FAQ

Straight answers.

The questions an analytics lead actually asks before letting a new tool near the warehouse. If yours isn't here, ask us.

Is Nomos a dashboard?

No. Nomos publishes governed tables to your warehouse. You keep the BI tool you already use — Looker, Tableau, Power BI — and it reads clean, pinned data instead of a moving target.

Does it replace our BI?

No. It sits underneath it. Nomos makes the data your BI reads deterministic and defensible; your dashboards and decks stay where they are.

Does it replace our connector?

No. Think of Nomos as sitting under your connector output: it takes platform data, resolves it into one multi-client model, pins it in time, and writes defensible tables. It makes what you already pull trustworthy rather than ripping out your stack.

What does Nomos actually do?

Six things to every number, in order: Connect — OAuth ingestion from your ad platforms on a schedule you control. Classify — clients, campaigns, and markets resolved into one model across platforms. Pin — point-in-time locks so a dataset reads identically whenever you query it. Reconcile — platform delivery, ad-server cost, and vendor invoices matched against pinned numbers. Govern — your reporting standards evaluated continuously against live data. Publish — governed tables written to Snowflake, BigQuery, or Redshift. See how it works and the govern model.

What does “governance” actually mean here?

Nomos runs a three-step model on every dataset. Policy — you author the rules your data must obey: how clients and campaigns are named, how spend is counted, what a valid report looks like. Posture — Nomos evaluates your live paid-media data against that policy on every run and shows exactly where it holds and where it has drifted. Action plan — where reality breaks policy, you get a specific, ordered list of what to fix. Not a red cell in a dashboard nobody owns — a number that's defensible before anyone, or any agent, acts on it.

What does “defensible by construction” actually mean?

It means a number holds up under challenge because of how the layer is built, not because someone re-checked it. Nomos pins a dataset as-at a reporting date — a point-in-time lock that freezes exactly what a report saw when it ran, independent of later upstream revisions (like Meta's 7-day spend window). So the Tuesday report and the Thursday client call read the same as-at snapshot every time, and every figure traces back to the source event behind it.

Which platforms and warehouses do you support?

Core today: Google Ads and Meta in, and Snowflake, BigQuery, or Redshift out. Expanding: TikTok, LinkedIn, Microsoft Ads, DV360 and more, added continuously — the platform page has the current list. If you run something we haven't connected yet, tell us; connector priority follows real operations.

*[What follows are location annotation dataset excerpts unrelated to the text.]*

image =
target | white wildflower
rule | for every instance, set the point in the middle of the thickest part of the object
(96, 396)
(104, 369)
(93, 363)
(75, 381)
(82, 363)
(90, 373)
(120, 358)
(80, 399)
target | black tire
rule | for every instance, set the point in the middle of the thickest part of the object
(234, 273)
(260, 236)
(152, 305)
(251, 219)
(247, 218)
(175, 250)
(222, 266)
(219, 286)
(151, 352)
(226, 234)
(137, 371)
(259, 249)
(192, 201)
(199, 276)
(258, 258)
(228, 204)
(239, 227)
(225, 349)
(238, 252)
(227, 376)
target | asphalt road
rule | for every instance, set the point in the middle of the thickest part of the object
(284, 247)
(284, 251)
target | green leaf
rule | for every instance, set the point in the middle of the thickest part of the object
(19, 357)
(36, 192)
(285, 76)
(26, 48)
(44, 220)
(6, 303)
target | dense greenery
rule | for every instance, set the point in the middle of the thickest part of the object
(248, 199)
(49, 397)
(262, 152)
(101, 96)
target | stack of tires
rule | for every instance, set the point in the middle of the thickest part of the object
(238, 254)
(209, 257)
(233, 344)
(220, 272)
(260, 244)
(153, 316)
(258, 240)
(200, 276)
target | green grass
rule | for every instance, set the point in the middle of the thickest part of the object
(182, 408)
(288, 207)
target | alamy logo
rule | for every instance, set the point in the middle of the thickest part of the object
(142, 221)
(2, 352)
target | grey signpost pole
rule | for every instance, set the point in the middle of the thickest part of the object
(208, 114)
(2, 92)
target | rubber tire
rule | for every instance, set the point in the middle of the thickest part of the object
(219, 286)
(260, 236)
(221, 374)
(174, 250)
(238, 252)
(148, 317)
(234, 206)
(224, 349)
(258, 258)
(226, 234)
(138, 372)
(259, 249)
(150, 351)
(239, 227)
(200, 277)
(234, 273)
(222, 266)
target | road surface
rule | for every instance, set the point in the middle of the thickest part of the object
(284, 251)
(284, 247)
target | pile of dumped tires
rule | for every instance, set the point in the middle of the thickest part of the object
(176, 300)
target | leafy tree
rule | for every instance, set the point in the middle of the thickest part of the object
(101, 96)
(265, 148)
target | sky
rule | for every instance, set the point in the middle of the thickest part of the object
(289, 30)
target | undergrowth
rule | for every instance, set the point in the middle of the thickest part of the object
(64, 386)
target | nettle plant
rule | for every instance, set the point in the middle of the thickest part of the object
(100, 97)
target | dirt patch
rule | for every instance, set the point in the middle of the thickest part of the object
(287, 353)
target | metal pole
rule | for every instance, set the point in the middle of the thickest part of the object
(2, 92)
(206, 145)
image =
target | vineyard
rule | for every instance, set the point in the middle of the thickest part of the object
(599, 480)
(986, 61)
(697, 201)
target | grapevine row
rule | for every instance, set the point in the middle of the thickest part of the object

What does this actually save my team?

Do the math on your own operation — we won't invent a case study for you. Count the analyst hours spent re-pulling and re-reconciling numbers each week, the month-end days making finance and the platforms agree, and the client calls spent explaining why Tuesday's figure moved. One analyst day a week is roughly 400 hours a year. Nomos removes that work by construction: pinned datasets don't move, reconciliation runs against the same pinned source, and drift gets an ordered fix list instead of a hunt.

How does pricing work?

A percentage of your annual media under management, with marginal brackets so crossing a threshold doesn't spike your rate — calibrated to the connector and data-infrastructure line items you already carry. Details on the pricing page.

What data do you access, and do you ever resell it?

Read-only OAuth scopes on your ad platforms, with governed tables written into a warehouse you own. And no — no data resale, ever: no benchmarks, no syndicated datasets. More on the security page.

How do we know the numbers are right?

Proof by mechanism, not logos. A dataset pinned as-at a reporting date reads identically on Tuesday and Thursday — not because we assert it, but because the point-in-time lock is how the layer is built. Every figure walks back to its source event through full lineage: spend ← served impressions ← the contract version that governed the run. You can trace any number in a governed table back to the raw platform row it came from. That's the guarantee — auditable by construction, not by promise.